Cryptocurrency Tax Reporting

As cryptocurrencies such as Bitcoin and Ethereum set new all-time highs, more investors become interested in the financial potential of virtual currencies. With the addition of new investors entering the virtual currency market, it is important for taxpayers to stay up to date with the tax requirements associated with this exciting and new technology.

Traditional capital assets, such as stocks and bonds, have a long established and widely understood procedure in regard to their classification and report of transactions. However, the same process of tax reporting has yet to be adopted by many taxpayers in the virtual currency sphere. For example, virtual asset exchange company, Coinbase, has over 8.5 million users and is present in 190 countries worldwide. Yet, despite the size of Coinbase’s user base, in 2013 only 807 of its users filed an 8949, Sales and other Dispositions of Capital Assets, with the Internal Revenue Service (IRS). The number of Coinbase’s users who filed an 8949 increased to 893 in 2014, before falling to 802 in 2015. In response to the lack of tax filing by many Coinbase users, the IRS has sought to summon all Coinbase users in the United States who transferred virtual currency between 2013-2015. Though the outcome of this case has yet to be decided, taxpayers who fail to accurately report the sale or exchange of capital assets are subject to penalties imposed by the IRS, generally.

To help taxpayers with the report of sale and exchange of virtual currency, the IRS published Notice 2014-21, which explains how current tax principles will be applied to transactions using virtual currency.
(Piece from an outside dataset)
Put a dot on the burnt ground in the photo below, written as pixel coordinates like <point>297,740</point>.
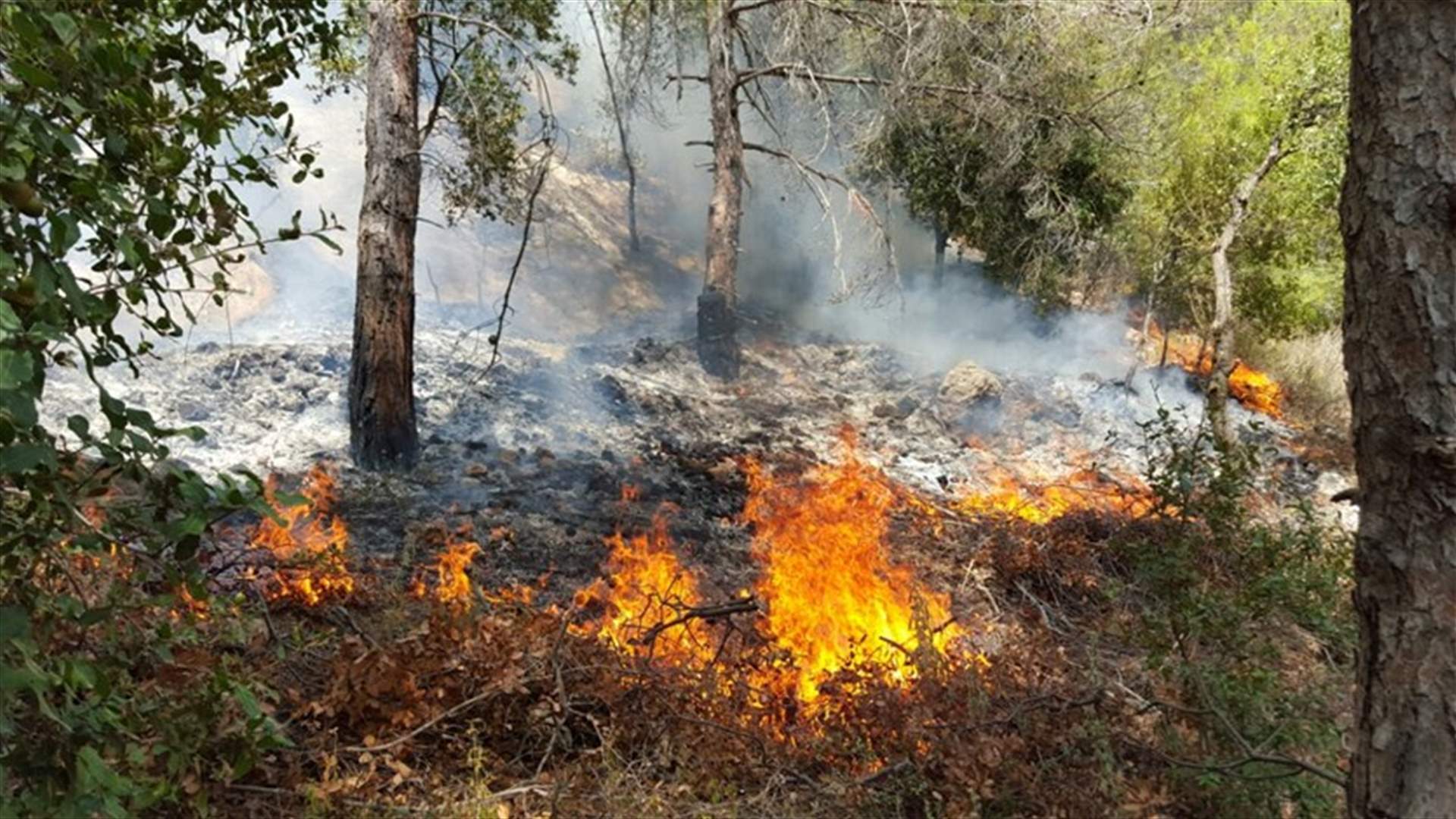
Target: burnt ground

This notice provides guidance to taxpayers who use virtual currency for everyday use, as well as those who use virtual currency for investment purposes.

A taxpayer will have a gain or loss upon the sale or exchange of the virtual currency, similar to the sale or exchange of other property. When the fair market value of the amount received from the sale or exchange of virtual currency exceeds the taxpayer’s net cost for the virtual currency, the taxpayer has a taxable gain. In contrast, the taxpayer has a loss if the fair market value of the amount received from the sale or exchange of the virtual currency is less than the net cost of the virtual currency.

The classification of the gain or loss from the sale or exchange of virtual currency depends on how the virtual currency was held by the taxpayer. Generally, a taxpayer realizes capital gain or capital loss from the sale or exchange of virtual currencies that were held as capital assets. As mentioned above, traditional capital assets include stocks and bonds, but also include other like property held for investment purposes. Therefore, if the virtual currency is held for investment purposes, it will be classified as a capital asset. Alternatively, a taxpayer will realize ordinary gain or ordinary loss from the sale or exchange of virtual currency when the virtual currency is not held as a capital asset, or used for investment purposes. Property, such as inventory, held mainly to be sold to customers in a trade or business is not classified as a capital asset.

In addition to sales and exchanges, taxpayers who mine virtual currency will need to report their earnings from this activity. Once received, the fair market value of the virtual currency, determined as the date of receipt, shall be included in the reporting of the taxpayer’s gross income. Taxpayers who mine virtual currency as part of their trade or business, independent from activity undertaken by the taxpayer as an employee, shall also report these earnings. The earnings generated from mining as in independent trade or business is classified as self-employment income and is subject to the self-employment income tax.

With the adaptation of cryptocurrencies as capital assets, ordinary property, and virtual currency, taxpayers should stay up to date with tax principles to ensure compliance associated with the developing technology.

The information contained in this post is for general information and educational purposes only. The application and impact of laws can vary widely based on the specific facts involved. Given the changing nature of laws, rules and regulations, and the inherent hazards of electronic communication, there may be delays, omissions or inaccuracies in information contained in this publication. Accordingly, the information on this post is provided with the understanding that the author and publishers are not herein engaged in rendering legal, accounting, tax, or other professional advice and services. As such, it should not be used as a substitute for consultation with professional accounting, tax, legal or other competent advisers. Before making any decision or taking any action, you should consult a professional.